Estis Geschichten kreisen um Budapest und seine nervenschwachen Journalisten, verarmte, erfolglose Schriftsteller, um kranke Kinder, ums Schwadronieren und Räsonnieren in verqualmten Kaffeehäusern. Etliche von ihnen tragen sich zu im Ausland, in Frankreich, Deutschland, Italien, in Hotels, Restaurants oder unterwegs im Zug, auf Reisen. Die meisten der Geschichten mögen nach dem ersten Lesen als komisch, geradezu burlesk erscheinen, ihr Protagonist zuweilen als etwas derb und verschlagen. Andere, wie die vom überfahrenen Hut auf der Straße oder der eingeschlossenen Wimper auf dem Zifferblatt der Taschenuhr, mögen manch einem kindlich naiv vorkommen, mitunter belanglos im Getriebe des Alltäglichen. Zur selben Zeit hält Robert Walser seine Reden an einen Ofen und an einen Knopf. Wieder andere, die vom Präsidenten, der immer dann einschläft, wenn der Vortrag beginnt, oder die vom sprachlosen Gespräch mit dem bulgarischen Schaffner, funkeln wie philosophische Bravourstücke über Sinn und Nutzen einer Verkehrung der Welt. Man mag darin die Possenhaftigkeit einer fortgeschrittenen Eulenspiegelei sehen, doch Estis Denken und Handeln reflektiert eine Haltung, die als unberechenbar, prinzipienlos einzustufen ist, ohne dass daraus gefolgert werden könnte, Esti sei ein Amoralist.

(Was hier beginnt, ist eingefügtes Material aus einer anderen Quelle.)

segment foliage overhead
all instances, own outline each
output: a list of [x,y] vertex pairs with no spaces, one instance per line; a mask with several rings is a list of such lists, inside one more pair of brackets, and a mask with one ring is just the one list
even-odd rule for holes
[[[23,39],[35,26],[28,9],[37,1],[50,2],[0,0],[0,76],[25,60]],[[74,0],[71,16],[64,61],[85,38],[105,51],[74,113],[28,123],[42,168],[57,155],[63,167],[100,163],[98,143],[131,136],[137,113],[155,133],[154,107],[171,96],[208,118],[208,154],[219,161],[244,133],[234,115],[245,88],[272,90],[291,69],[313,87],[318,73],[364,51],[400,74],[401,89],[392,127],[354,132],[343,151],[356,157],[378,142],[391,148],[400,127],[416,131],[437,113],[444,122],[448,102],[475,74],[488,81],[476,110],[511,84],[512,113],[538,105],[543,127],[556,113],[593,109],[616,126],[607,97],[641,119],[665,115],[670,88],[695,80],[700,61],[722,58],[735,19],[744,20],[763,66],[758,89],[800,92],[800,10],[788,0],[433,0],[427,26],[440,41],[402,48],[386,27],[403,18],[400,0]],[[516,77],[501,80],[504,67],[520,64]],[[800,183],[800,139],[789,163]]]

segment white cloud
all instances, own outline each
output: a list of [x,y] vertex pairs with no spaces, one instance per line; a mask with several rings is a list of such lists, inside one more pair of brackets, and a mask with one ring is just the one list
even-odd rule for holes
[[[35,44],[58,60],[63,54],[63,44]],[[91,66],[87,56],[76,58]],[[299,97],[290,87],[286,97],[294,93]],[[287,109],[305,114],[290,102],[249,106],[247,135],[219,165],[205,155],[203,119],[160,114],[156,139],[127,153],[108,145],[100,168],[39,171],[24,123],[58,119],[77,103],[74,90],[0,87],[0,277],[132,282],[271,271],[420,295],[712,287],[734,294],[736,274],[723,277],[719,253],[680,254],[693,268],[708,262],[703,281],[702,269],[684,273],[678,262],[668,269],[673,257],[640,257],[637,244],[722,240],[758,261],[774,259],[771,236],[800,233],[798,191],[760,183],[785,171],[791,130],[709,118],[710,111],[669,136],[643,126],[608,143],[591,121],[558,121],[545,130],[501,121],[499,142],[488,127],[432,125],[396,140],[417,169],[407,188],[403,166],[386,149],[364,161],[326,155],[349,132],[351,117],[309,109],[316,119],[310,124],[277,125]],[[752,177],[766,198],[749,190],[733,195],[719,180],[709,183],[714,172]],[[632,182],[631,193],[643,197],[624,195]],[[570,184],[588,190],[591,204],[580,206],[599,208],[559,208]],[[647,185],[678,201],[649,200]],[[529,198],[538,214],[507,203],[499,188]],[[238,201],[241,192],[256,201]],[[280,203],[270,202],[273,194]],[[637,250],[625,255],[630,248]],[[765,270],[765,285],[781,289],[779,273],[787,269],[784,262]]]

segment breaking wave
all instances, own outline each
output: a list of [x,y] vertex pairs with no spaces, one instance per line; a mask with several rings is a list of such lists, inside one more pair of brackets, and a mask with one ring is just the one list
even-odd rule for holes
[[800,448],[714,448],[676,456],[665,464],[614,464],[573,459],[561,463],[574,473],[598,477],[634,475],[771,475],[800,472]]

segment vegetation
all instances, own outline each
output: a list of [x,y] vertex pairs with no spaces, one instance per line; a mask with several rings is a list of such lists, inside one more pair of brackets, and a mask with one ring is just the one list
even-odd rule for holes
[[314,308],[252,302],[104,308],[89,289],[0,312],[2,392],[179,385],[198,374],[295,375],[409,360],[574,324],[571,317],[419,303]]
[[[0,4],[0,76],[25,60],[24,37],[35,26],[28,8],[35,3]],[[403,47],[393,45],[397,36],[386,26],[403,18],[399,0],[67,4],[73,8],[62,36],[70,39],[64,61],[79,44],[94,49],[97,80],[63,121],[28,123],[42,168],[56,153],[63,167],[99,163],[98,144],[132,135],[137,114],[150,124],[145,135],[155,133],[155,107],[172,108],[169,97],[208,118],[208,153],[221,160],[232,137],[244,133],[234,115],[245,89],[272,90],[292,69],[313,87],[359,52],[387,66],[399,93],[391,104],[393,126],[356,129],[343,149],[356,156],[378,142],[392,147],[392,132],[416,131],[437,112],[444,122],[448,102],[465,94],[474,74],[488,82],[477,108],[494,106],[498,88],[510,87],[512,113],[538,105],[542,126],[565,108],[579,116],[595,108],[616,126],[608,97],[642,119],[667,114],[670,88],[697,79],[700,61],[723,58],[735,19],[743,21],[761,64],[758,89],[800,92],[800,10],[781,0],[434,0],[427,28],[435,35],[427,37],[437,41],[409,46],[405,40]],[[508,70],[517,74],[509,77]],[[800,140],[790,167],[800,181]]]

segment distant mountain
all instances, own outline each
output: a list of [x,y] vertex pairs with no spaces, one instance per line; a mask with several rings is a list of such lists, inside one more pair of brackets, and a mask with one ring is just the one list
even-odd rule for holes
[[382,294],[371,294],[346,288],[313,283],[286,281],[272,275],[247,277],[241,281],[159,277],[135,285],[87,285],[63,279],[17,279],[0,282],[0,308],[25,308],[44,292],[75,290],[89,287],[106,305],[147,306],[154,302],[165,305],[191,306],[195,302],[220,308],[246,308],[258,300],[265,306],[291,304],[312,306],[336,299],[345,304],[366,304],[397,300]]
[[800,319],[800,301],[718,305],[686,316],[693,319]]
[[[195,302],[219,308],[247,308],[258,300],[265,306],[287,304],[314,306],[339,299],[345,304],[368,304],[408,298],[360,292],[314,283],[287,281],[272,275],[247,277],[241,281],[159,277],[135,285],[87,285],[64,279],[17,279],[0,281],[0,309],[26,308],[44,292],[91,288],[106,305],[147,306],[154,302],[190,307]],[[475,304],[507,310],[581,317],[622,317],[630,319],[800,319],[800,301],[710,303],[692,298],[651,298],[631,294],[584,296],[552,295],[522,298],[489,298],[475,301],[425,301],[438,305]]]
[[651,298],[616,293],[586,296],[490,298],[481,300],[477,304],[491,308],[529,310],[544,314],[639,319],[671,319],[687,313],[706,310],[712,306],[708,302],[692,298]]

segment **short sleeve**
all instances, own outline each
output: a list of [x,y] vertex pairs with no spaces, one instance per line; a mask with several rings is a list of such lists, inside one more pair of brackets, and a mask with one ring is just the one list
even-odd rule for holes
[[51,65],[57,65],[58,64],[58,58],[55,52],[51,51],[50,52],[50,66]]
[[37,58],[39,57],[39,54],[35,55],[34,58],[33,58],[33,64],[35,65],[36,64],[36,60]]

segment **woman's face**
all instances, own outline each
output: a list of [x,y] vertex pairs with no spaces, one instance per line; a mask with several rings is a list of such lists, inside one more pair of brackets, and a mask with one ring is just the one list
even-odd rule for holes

In jeder Erzählung, die Kosztolányi von ihm zum Besten gibt, entwirft er sich neu. Ob das, was er erzählt, wahr oder glaubwürdig ist, steht nicht zur Debatte, denn "in letzter Zeit besteht meine einzige Unterhaltung darin, mir selbst zuzuhören." Jeder der Texte steckt, mal mehr, mal weniger, ein Experimentierfeld ab für das Unmögliche und Unwahrscheinliche. Im Kaffehaus geben der junge Esti und seine Kumpane zuweilen jemandem grundlos eine Ohrfeige, "einfach, um die dann sofort entstehende dramatische Situation zu genießen und gewissermaßen mit ihr zu experimentieren." Schreiben heißt spielen - auch und gerade dann, wenn alles schon verspielt ist. In einer anderen Geschichte um die jungen Leute heißt es folgerichtig: "Die Wörter spielen mit ihnen, und so spielen auch sie. Oder, da ja die Arbeit des Schriftstellers wesentlich ein Spiel ist, sie 'arbeiten'." Als erzählenswert erachtet Esti nicht das fantasielose, formlose Geschwätz, das schmucklos nüchterne Lamentieren über Gott, die Welt und die persönliche jämmerliche Situation. Entscheidend ist nicht die Lage selbst, in der sich jemand befindet, sondern die Art, wie er darüber spricht. Als Elinger, der ihm das Leben gerettet hat, von seinem eigenen Leben erzählt, denkt Esti bei sich: "uninteressant und ohne Inhalt. Nur das ist interessant und hat Inhalt, was eine Form besitzt." Eben weil Elinger in seiner Sprache nicht lebt, weil in ihm die Sprache nicht lebt, stößt Esti ihn in die Donau, aus der jener ihn damals herausgefischt hatte. "Nur über das Unmögliche nachzudenken", bekennt Esti, "hat einen Wert." Und an anderer Stelle: "Nur das Unwahrscheinliche ist wirklich wahrscheinlich, nur das Unglaubwürdige ist wirklich glaubwürdig." Oder es heißt, abermals über die jungen Leute im Kaffeehaus: "Nein, sie waren mit der Schöpfung nicht zufrieden." Mit dem, was ist, nicht zufrieden zu sein, ruft das Spiel auf den Plan, fordert das Experiment heraus, stachelt zum Widerspruch an.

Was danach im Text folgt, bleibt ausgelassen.